Access to knowledge should probably be on the list too, though. I might live in a library by now if not for the Internet.
I spend a lot of time thinking about
I'll have to think about it and come back to this one.
On a typical Friday night I am
trying to invent a way to do it better. "It" being whatever is going on at that moment.
The most private thing I’m willing to admit
I'm so hot M&Ms melt in my hand.
You should message me if
I try not to should on people. Feel free to message me if you would like to.

The above is a thinly veiled reference to the fact that I have, in fact, been in therapy. I could probably have muddled through life without therapy, but I got very curious about how brain work.


You have never been able to make yourself say "Roll Tide" without feeling like you are going to gag.

You are crafty and occasionally need someone else to solder/electrify/mechanize/weld something you are building.

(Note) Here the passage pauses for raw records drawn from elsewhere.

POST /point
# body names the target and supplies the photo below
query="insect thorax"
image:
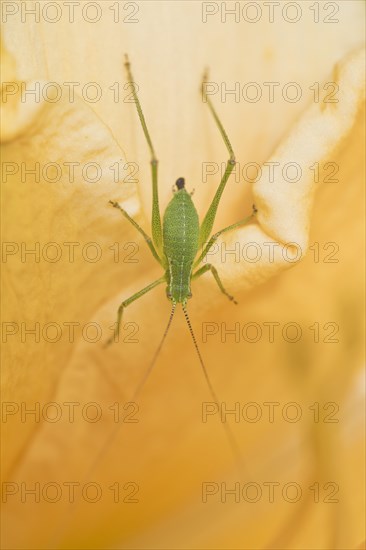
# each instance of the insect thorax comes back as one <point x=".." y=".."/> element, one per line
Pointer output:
<point x="180" y="243"/>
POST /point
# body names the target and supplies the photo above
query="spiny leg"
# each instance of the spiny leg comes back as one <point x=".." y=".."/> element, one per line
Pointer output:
<point x="229" y="434"/>
<point x="129" y="301"/>
<point x="139" y="228"/>
<point x="214" y="237"/>
<point x="155" y="218"/>
<point x="208" y="221"/>
<point x="210" y="267"/>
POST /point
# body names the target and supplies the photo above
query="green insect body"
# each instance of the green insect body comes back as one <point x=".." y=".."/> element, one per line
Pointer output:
<point x="180" y="243"/>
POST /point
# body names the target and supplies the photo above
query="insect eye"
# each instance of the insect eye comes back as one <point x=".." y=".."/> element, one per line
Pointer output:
<point x="180" y="183"/>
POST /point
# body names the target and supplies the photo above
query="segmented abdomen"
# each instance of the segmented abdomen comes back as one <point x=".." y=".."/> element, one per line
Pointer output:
<point x="180" y="242"/>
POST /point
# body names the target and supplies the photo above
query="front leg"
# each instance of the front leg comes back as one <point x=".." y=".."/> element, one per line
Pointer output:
<point x="139" y="229"/>
<point x="126" y="303"/>
<point x="210" y="267"/>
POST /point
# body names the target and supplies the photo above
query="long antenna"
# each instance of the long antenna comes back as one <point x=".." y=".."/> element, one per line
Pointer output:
<point x="229" y="434"/>
<point x="56" y="536"/>
<point x="156" y="355"/>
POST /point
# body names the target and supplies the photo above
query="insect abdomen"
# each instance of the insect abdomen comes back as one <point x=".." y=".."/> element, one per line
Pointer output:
<point x="180" y="240"/>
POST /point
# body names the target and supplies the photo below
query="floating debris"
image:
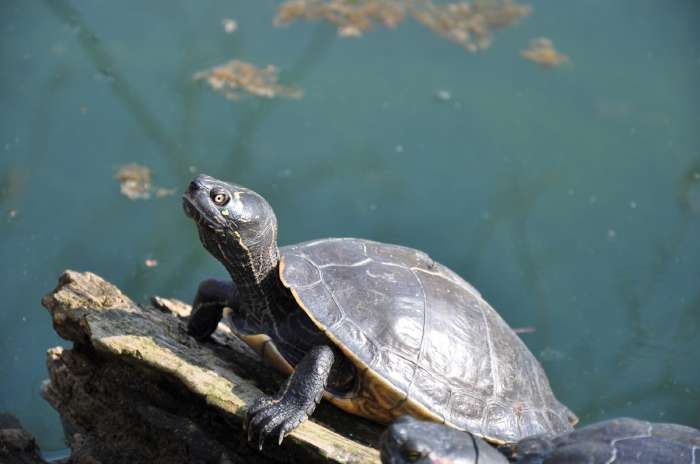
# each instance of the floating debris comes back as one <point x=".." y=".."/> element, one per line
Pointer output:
<point x="163" y="192"/>
<point x="467" y="24"/>
<point x="353" y="18"/>
<point x="135" y="183"/>
<point x="542" y="52"/>
<point x="230" y="25"/>
<point x="237" y="78"/>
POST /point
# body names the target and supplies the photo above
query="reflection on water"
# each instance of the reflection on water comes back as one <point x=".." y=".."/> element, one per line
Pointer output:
<point x="569" y="199"/>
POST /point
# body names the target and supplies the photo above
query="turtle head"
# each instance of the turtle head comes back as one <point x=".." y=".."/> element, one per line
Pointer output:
<point x="231" y="219"/>
<point x="410" y="441"/>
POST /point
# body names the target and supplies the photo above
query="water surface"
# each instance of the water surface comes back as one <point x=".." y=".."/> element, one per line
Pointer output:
<point x="570" y="197"/>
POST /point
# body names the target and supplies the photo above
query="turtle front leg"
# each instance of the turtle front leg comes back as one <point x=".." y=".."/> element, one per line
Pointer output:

You think the phrase "I ain't never been nuthin but a winner" is an appropriate wall decoration for the campus bookstore of your alma mater.

You are nice Russian girl who only need $4200 to come be my loving bride.

You are some dude pretending to be nice Russian girl who only need $4200 to come be my loving bride.

You have spawned a kid who may very well be a murderous sociopath who will try to drown me (sorry, I won't make that mistake twice). Although I actually like kids who aren't trying to kill me and instead enjoy playing pretend or legos or something like that.

You buy Japanese kitchen knives and then change them from a 16 degree to a 22 degree sharpening angle. Seriously. Just buy some damn German knives if you are going to do that.